The free, family-focused festival will feature fun activities, educational exhibits, food vendors and funky live music by Mo’Champipple and the Miso Horns.

Geography, climate and history converge in Colorado to produce unique water resource challenges that underscore the importance of water education.

Geographically, Colorado is a headwaters state. Essentially, all water in Colorado flows downstream to other states. As a result, Colorado water management is framed by interstate compacts that dictate how much water Colorado must leave in its rivers for downstream states.

Colorado’s arid to semi-arid climate also affects water use and management. Climate conditions also deliver 80 percent of Colorado’s water to the Western Slope while 80 percent of the state population lives east of the Continental Divide.

Historically, the first European immigrants to Colorado arrived from Spain; then, Colorado became U.S. territory before achieving statehood. So Colorado water law includes vestiges of Spanish water traditions and U.S. territorial law as well as Colorado state law.

These factors combine to produce a system of water management that has been characterized as complex, byzantine and archaic.

Nevertheless, Colorado’s system of water management, based on the Doctrine of Prior Appropriation, has worked for more than a century in spite of significant changes in water usage patterns and population density.

The Salida Water Festival will help clarify the complexity of water resource management in Colorado with exhibits that provide demonstrations, information and some fun along the way.

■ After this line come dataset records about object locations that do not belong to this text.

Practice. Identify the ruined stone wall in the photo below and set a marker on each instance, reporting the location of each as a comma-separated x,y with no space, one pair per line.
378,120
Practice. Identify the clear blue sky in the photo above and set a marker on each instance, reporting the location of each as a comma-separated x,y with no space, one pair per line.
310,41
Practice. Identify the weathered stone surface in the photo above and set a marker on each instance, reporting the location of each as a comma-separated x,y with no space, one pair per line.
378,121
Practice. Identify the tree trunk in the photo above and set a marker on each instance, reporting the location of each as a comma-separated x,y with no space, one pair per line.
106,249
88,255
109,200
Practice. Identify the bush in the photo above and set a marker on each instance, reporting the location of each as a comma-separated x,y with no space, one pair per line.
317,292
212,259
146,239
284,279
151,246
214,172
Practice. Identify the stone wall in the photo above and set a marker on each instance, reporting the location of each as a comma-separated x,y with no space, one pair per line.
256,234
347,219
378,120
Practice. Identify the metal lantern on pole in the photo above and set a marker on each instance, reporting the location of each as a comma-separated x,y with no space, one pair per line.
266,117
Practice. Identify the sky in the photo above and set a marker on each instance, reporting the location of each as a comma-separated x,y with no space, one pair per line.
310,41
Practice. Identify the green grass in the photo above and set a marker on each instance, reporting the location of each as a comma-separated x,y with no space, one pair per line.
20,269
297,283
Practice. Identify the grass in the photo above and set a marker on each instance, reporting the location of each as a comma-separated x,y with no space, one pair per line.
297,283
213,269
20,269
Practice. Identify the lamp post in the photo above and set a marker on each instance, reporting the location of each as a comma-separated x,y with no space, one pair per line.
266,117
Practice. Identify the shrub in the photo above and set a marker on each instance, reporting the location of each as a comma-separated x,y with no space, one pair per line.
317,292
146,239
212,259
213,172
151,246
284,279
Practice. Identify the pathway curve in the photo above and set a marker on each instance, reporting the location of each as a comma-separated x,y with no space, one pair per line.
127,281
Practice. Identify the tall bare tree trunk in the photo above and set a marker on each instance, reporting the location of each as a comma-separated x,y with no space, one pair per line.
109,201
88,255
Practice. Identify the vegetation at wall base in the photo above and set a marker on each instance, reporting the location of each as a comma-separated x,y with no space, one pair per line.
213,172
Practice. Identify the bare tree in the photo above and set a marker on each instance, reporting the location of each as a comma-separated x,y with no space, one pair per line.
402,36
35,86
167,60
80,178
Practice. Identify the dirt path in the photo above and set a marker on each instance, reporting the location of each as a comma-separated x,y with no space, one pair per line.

Water activities and games like the squirt-gun rain-gauge race, the sponge race, the dunk tank and Salida Fire Department’s water brigade will keep kids entertained and make learning about water a lot less daunting.

Water storage is key to successful water management, and Upper Arkansas Water Conservancy District representatives will discuss underground aquifer storage, a key component in the district’s multiuse projects.

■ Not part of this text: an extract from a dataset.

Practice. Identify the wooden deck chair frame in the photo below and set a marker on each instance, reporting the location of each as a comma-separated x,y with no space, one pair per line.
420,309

Water quality also affects water resource management, and San Isabel Land Protection Trust staff will provide a hands-on demonstration of the importance of irrigated agriculture and crop cover to watershed health.

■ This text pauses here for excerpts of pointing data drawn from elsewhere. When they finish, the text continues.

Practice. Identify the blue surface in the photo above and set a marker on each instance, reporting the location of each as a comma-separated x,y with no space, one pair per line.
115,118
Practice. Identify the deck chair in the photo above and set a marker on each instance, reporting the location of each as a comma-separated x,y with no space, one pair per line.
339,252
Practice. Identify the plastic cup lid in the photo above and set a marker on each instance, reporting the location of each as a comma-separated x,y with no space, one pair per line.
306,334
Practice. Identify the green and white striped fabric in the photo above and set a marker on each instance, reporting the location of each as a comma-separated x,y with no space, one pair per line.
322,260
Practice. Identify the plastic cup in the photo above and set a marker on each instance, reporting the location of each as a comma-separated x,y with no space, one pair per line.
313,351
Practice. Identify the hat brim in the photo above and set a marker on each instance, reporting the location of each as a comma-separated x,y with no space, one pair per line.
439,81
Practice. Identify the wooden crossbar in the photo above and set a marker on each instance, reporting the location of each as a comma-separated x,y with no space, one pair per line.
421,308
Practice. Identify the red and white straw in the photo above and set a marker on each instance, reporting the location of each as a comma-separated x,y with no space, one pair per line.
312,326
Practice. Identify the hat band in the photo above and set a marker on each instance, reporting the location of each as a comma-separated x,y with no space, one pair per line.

The Public Education, Participation and Outreach workgroup will welcome festival attendees and provide information on Colorado’s Water Plan, the Basin Implementation Plan and other Arkansas Basin Roundtable activities.

The PEPO booth will also have information about the Colorado Water Conservation Board, the Colorado Division of Water Resources, the Interbasin Compact Committee, water conservancy districts and more.

Greater Arkansas River Nature Association representatives will facilitate demonstrations of water usage by invasive plant species such as Russian olive trees. GARNA demonstrations will also show how native plants improve stream-water quality by removing nitrates and phosphates.

Arkansas Headwaters Recreation Area staff will provide a three-dimensional, interactive model of the Arkansas River Valley including the Fryingpan-Arkansas Project.

At the 4-H booth, festival attendees can learn about watersheds by creating a watershed, identifying their watershed on a topographical map and discovering ways to keep watersheds healthy.

Colorado Department of Public Health & Environment, the town of Buena Vista and the city of Cañon City will be on hand to provide information about source water protection plans and other programs that protect water resources.

Land Trust of the Upper Arkansas staff will focus on river restoration, explaining the types of environmental restoration required to achieve Gold Medal standards in the Arkansas River.

Chaffee County Public Health officials will discuss levels of fluoride in wells across Chaffee County and provide free well testing kits.

Local firefighters will discuss the importance of water for firefighting and bring a fire truck to the festival to demonstrate how firefighting equipment works.

Local engineer Lindsay George will talk about the use of small-scale hydroelectric power generation and demonstrate hydropower with a model turbine.

Festival attendees will also have the opportunity to join the Colorado Community Rain, Hail and Snow Network that helps track water resource data across the nation.